I'm still imagining the "Cowboy" uniforms as looking like something from a gay cowboy porno.
 

Ian_W

Banned
We often see some pretty "special" plans for an Axis or Central Powers victory.

This plan is even more special.
 
Well duh of course Wyoming doesn't really exist. Why in the sweet name of Sam Houston would anyone create such a pointless state.

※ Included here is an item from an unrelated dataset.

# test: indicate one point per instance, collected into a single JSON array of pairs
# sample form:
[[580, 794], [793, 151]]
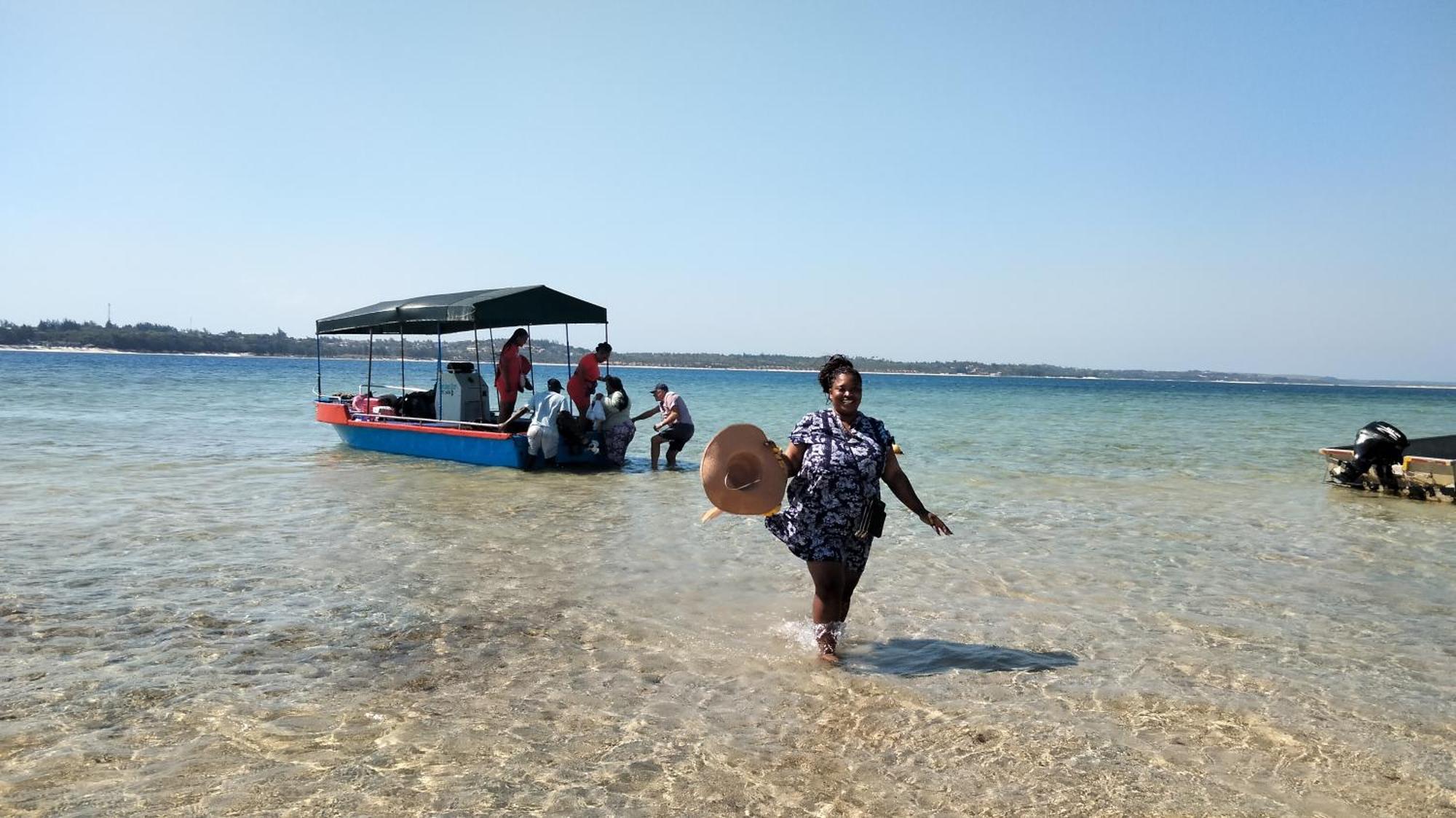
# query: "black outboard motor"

I'm still imagining the "Cowboy" uniforms as looking like something from a gay cowboy porno.
To be fair, I've been to Wyoming. Did not enjoy it. Would consider going back, if only to escape the zombie apocalypse. That being said, the hypothetical cowboys are definitely wearing assless chaps, ten gallon hats, and bolo ties with those plastic rhinestones from the dollar store on them. They're not doing so hot.
 
To be fair, I've been to Wyoming. Did not enjoy it. Would consider going back, if only to escape the zombie apocalypse. That being said, the hypothetical cowboys are definitely wearing assless chaps, ten gallon hats, and bolo ties with those plastic rhinestones from the dollar store on them. They're not doing so hot.

And to be "covert" they'll be speaking with an absurd Texas accent with an even heavier prussian accent. "Ja Howdy Ja'll."